I don't think calibration matters too much for this: according to this video, the noise alone will make it very obvious if there's radium in there!
https://youtu.be/ayghIDng8X8
For a detector to give you anything like meaningful readings of dose (sievert - Sv) you would need something other than a Geiger counter and it would be quite expensive. You're better off listening to the clicks or registering the counts per second as a qualitative assessment
I think I've posted about this before, but the radiation from watches that will be of most concern will not be giving a dose to your whole body (as is the case with penetrating gamma radiation) and that's what the run of the mill Geiger counters are set up to register.
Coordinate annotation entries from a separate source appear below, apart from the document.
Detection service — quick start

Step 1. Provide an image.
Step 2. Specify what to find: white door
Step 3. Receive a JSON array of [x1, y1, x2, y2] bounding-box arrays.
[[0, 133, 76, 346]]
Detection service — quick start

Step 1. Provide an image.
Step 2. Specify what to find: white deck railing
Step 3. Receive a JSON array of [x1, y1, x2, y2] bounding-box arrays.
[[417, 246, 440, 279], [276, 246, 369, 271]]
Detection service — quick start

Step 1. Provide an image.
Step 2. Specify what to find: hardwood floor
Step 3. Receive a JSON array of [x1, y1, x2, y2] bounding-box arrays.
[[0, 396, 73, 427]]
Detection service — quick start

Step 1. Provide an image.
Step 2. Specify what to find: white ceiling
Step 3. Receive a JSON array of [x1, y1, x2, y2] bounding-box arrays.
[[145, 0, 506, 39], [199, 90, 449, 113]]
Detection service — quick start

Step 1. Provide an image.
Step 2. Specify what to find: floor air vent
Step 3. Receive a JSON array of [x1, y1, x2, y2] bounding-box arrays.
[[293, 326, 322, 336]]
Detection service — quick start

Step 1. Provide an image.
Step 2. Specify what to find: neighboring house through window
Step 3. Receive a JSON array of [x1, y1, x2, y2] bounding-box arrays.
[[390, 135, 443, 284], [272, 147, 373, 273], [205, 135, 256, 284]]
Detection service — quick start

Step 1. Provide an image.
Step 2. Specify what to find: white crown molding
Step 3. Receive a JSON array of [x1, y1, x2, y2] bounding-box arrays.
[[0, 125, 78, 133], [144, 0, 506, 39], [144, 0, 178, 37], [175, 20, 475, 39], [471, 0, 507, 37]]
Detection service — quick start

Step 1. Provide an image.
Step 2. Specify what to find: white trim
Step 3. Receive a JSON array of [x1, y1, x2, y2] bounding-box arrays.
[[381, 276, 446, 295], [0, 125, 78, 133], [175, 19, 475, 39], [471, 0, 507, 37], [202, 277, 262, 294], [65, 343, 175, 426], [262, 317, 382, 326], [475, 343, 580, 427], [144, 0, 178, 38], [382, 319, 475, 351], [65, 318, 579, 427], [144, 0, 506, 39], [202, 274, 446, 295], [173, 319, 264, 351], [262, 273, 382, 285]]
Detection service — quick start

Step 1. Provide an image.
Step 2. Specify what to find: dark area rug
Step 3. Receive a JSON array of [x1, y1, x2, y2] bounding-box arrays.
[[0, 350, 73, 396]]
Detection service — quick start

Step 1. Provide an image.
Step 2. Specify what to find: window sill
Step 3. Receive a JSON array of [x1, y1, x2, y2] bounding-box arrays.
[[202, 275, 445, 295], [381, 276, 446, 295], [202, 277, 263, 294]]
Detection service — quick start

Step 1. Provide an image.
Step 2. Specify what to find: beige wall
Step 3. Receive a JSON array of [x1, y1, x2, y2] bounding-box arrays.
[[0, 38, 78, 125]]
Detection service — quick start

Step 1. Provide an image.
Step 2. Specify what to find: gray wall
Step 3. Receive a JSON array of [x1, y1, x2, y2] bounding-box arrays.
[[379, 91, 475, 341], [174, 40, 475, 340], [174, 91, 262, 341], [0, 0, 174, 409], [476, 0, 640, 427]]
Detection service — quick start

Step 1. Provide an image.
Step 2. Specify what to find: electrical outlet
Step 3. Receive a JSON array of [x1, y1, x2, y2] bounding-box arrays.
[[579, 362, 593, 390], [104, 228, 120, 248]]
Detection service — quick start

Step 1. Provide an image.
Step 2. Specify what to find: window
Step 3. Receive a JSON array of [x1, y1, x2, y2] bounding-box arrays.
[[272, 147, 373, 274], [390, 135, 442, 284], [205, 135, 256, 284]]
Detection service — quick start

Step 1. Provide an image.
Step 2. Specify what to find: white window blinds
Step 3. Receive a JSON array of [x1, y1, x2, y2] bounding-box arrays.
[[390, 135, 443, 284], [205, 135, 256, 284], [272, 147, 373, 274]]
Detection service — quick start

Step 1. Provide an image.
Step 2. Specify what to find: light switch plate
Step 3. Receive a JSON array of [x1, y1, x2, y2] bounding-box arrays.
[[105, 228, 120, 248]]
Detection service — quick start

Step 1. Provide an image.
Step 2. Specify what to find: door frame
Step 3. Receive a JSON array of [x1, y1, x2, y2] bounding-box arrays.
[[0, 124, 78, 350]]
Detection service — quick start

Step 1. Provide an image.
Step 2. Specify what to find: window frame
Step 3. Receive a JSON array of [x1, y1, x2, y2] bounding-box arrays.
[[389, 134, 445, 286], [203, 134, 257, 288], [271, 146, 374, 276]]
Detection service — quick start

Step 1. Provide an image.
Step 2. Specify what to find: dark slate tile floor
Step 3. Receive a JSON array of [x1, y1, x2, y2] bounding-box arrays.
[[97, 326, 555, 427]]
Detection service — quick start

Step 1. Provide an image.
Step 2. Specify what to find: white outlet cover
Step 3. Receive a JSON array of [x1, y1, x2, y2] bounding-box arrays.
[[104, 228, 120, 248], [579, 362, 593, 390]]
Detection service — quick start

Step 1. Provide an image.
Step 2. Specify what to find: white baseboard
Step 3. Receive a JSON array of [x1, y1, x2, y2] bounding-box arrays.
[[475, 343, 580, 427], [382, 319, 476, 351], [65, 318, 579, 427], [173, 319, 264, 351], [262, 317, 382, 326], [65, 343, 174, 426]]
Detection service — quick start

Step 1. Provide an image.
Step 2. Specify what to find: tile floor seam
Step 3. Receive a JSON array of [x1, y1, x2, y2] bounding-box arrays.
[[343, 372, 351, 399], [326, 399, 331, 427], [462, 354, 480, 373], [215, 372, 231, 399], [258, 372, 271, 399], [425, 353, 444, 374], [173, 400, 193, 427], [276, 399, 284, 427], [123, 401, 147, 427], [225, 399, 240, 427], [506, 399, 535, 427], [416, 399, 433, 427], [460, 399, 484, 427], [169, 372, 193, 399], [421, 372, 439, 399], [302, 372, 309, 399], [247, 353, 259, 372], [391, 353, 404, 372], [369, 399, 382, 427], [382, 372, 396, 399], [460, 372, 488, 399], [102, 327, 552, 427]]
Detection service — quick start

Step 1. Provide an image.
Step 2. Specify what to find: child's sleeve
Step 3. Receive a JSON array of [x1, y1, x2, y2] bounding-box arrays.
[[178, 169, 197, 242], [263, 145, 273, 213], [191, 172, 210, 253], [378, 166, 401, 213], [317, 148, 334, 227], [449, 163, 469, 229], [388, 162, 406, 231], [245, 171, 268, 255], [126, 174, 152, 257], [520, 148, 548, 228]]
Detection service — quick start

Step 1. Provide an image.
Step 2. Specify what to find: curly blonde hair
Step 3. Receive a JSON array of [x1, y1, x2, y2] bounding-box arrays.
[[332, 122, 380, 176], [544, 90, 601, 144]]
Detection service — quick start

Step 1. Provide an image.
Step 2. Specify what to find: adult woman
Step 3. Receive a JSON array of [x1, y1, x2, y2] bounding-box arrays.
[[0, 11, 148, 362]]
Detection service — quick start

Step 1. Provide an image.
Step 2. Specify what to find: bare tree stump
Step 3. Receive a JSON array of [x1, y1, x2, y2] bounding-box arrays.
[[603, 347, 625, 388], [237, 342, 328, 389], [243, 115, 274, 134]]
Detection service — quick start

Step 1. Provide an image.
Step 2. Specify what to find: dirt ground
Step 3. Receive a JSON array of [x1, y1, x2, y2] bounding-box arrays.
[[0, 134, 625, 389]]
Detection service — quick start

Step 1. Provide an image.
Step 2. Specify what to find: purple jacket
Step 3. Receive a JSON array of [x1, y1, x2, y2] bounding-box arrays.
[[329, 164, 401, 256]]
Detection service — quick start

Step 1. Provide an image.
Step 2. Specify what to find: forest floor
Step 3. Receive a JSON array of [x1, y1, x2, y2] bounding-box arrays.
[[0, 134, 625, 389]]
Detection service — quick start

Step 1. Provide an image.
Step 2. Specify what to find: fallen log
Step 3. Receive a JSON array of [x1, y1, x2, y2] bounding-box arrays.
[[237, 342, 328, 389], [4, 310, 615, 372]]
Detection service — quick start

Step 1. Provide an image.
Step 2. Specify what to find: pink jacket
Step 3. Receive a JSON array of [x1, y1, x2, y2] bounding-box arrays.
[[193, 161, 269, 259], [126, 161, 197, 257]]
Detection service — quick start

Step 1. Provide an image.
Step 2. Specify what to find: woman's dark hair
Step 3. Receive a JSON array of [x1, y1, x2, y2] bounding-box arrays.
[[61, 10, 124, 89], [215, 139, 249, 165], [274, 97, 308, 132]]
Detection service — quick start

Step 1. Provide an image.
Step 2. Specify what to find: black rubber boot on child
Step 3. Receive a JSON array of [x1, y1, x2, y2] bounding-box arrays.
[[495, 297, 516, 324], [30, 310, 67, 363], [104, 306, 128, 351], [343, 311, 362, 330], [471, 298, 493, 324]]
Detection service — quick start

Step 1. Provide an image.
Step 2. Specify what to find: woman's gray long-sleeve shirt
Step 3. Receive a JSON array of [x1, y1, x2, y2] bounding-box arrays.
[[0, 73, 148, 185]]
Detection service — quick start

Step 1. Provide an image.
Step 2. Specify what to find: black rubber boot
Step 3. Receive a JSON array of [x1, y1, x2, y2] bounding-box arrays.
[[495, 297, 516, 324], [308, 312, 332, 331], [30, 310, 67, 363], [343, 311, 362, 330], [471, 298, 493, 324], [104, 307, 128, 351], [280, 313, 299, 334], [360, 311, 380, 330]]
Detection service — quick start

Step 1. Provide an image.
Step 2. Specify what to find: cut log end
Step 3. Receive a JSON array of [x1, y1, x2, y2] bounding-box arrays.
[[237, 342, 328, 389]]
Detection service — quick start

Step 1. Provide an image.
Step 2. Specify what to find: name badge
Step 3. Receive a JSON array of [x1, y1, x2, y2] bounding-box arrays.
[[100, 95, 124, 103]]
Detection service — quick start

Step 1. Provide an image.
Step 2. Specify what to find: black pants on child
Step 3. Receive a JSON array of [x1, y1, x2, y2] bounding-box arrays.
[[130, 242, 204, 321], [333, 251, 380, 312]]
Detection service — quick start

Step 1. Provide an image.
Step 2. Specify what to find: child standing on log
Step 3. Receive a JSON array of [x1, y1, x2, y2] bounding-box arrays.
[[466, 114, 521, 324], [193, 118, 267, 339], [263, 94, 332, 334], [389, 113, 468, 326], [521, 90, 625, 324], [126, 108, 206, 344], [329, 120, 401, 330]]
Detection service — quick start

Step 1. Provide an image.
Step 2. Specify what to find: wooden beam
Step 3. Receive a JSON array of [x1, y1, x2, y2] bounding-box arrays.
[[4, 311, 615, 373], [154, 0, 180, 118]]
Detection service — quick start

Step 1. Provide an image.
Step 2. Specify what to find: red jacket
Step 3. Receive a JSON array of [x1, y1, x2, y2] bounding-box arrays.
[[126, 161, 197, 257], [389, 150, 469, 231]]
You'll be much more concerned about the localised dose to your skin, and that's quite difficult to assess quantitatively without a lot of knowledge and effort.
Edit: Some of my previous posts:
And in that thread #19...that points to #32 in another thread. Then there is another thread with a discussion of intruments at and around #18.
Last edited by PickleB; 10th June 2017 at 19:22.
It stands to reason that the radiation received passing through the caseback (and into the wearer's wrist) will be much less, at least an order of magnitude less I should think, than that registered through the crystal because of the absorption and shielding of multiple layers of metal in the movement and case. I have no problem wearing a watch with radium lume, that said I handled alpha and beta sources pretty often back in the day when I was studying such things so am perhaps less leery of radiation in general than some. As noted above, where I would be careful though is in the ingesting or inhaling of any alpha emitter. Touching an alpha source isn't all that dangerous as only gamma (and to a lesser extent Beta) can really penetrate the skin deeply but it is advisable to wash your hands afterwards and take precautions if dust is involved.
Last edited by Padders; 10th June 2017 at 19:08.